Updated: May 16, 2012
Talks over Obama's to-do list turned into war of words as Republicans signaled they will return to issue before the elections.
WASHINGTON - President Obama and congressional Republicans staged a preview of a looming end-of-year battle on Wednesday, as the president warned Republicans that he would not allow Congress to hold the economy "hostage" to another fight over whether to raise the country's debt ceiling without accompanying cuts in spending.
During a lunch of hoagie sandwiches at the White House that was supposed to be about urging Congress to act on proposals to spur the economy, Obama and House Speaker John Boehner clashed again over the debt ceiling. Boehner initiated the hostilities on Tuesday, when he appeared to signal that he wanted to start scrapping over the debt ceiling this summer, in the middle of the election campaign, instead of at year's end, when the country will again need to raise the borrowing limit.
Boehner stood by his position at the White House, an aide said, telling the president: "I'm not going to allow a debt ceiling increase without doing something serious about the debt."

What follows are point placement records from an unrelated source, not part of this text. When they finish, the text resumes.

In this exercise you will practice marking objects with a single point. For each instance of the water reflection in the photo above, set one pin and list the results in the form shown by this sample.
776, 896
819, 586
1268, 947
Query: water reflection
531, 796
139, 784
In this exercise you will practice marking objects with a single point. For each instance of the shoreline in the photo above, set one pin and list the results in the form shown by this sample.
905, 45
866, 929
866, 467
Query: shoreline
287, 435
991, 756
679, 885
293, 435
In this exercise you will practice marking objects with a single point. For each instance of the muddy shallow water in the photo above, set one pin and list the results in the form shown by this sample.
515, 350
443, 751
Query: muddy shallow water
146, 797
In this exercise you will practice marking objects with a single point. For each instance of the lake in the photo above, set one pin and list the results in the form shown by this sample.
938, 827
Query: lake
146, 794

The president and his Democratic allies were talking tough, too. "It is simply not acceptable to hold the American and global economy hostage to one party's political ideology," said Jay Carney, the White House press secretary.
'Avoid the fiscal cliff'
Last summer, House Republicans balked at raising the debt ceiling
without deep spending cuts, an impasse that led to the lowering of the
country's debt rating. After weeks of drama, the White House and
Congress reached an agreement that raised the debt ceiling until, most
likely, the end of this year, after the November elections.But some people seem ready to start fighting now.
Boehner said he would not allow Congress to duck difficult decisions with another round of short-term measures. He said the House would pass an extension of the Bush-era tax cuts before the election, and he urged lawmakers in both parties to reach a long-term deal on spending and tax changes to head off a fiscal calamity. "To get on the path to prosperity, we have to avoid the fiscal cliff, but we need to start today," he said.
Democrats were not running from the fight either.
An aide to Sen. Harry Reid, the majority leader, said that Reid reminded Boehner and Mitch McConnell, the Senate Republican leader, that "absent a balanced agreement that pairs smart spending cuts with revenue measures asking millionaires to pay their fair share, the debt will be dealt with through the sequester." That is a reference to a previous deal that would automatically cut $1.2 trillion in spending, with half taken out of military spending and half from domestic spending.
Senate Republicans, meanwhile, engineered a daylong debate designed to highlight the Democratic majority's inability for the third year to produce a budget blueprint -- and to embarrass Obama by bringing his budget to a vote. A procedural motion to proceed to the Obama budget failed, 99-0.